( Blog )

Essential Video Compressing Terms

by comprimato
August 9th, 2016

Are you a newbie to video compression? Don’t worry, we know how confusing all these difficult terms can be. That’s why we’ve put together a list explaining the essential terminology to clear things up a bit. Let us know if you are missing some important terms so we can update the list accordingly.



The term 4K stands for a video which has four times the quality of a regular Full HD video which means it has four times more pixels than Full HD. Such high definition enables  image clarity and presents vivid and realistic colors.

The usage of the term 4K is slightly messy as there are two main 4K standards and several subordinate ones. The first, DCI 4K standard used mainly in movie industry, has a resolution of 4096 x 2160 px. You are most likely to meet this resolution when you decide to visit a 4K cinema.

The second standard has  a resolution of 3840 x 2160 px and it is used in television and video games.

The 4K resolution is also commonly called Ultra HD or simply UHD.
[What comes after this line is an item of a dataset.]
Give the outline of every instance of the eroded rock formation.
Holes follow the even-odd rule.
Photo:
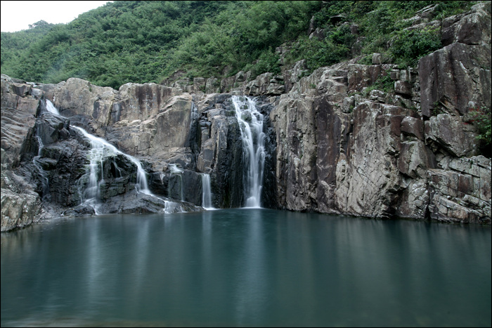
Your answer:
[[[431,8],[419,15],[409,28],[439,26],[444,46],[404,70],[375,54],[373,65],[356,58],[309,76],[301,61],[280,75],[240,72],[118,91],[3,75],[2,231],[62,212],[93,214],[81,206],[90,145],[75,126],[140,159],[161,197],[136,192],[136,167],[116,156],[103,165],[104,213],[160,211],[164,199],[197,210],[204,173],[214,206],[243,206],[231,94],[257,97],[264,115],[263,206],[490,224],[491,159],[479,155],[469,118],[472,108],[491,107],[490,3],[443,22],[432,20]],[[383,76],[393,91],[374,87]],[[46,112],[46,100],[62,117]]]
The term 8K stands for an ultra high resolution of 7680 x 4320 px. It is currently the highest resolution used and it is sixteen times the quality of  Full HD resolution regarding the number of pixels.

Together with an extremely sharp image and the possibility to view the smallest of details, a recording in such a high resolution provides a number of options in the post-production process – you can easily zoom in or crop the image.

The terms 8K UHD or 8K Ultra HD are also commonly used in relation to such a high resolution.


Bit Depth

The term Bit Depth tells you how large a color palette is used for the given video or image. It helps you find out how many bits were used by the system in order to save each color component in an individual pixel.

For example, the color of each pixel on your screen is made of three individual components – red, green and blue. Together, they create a needed color and light up the pixel accordingly. Therefore if you use 8 bits on each component you get 256 different shades of red, green and blue which add up to 16,777,216 different colors, which can be used to light up the pixels.

It can be seen the deeper the bit depth is, the larger color palette it portrays. However, you have to take into account the increased requirements on the memory card.


Bit Rate

The bit rate parameter determines how much data is present in every second of a video. It is commonly set in megabytes per second (Mbps). The overall size of the video can be found out by multiplying the length of the video by its bit rate. So for example a video which is 80 seconds long with the bit rate of 1 Mbps has an overall size of 80 Mb, or 10 MB (8 bits = 1 Byte and 80 Mbits = 10 MBytes). The bit rate also indicates the speed of internet connection needed for streaming. To use the example from above, to be able to load and play the video we would need an internet connection with the speed of at least 1 Mbps.


Color Sampling

Color Sampling is a technique with which you can erase a part of the color information from the image while maintaining an acceptable visual quality, therefore the image does not take up so much space. We call this process subsampling.

First of all, the image is converted into an YCbCr color space which indicates the luminance and chrominance of blue and red color. When subsampling, the luma component is kept while the chroma is compressed because the human eye reacts more sensitively to the change in luminance than in color hue.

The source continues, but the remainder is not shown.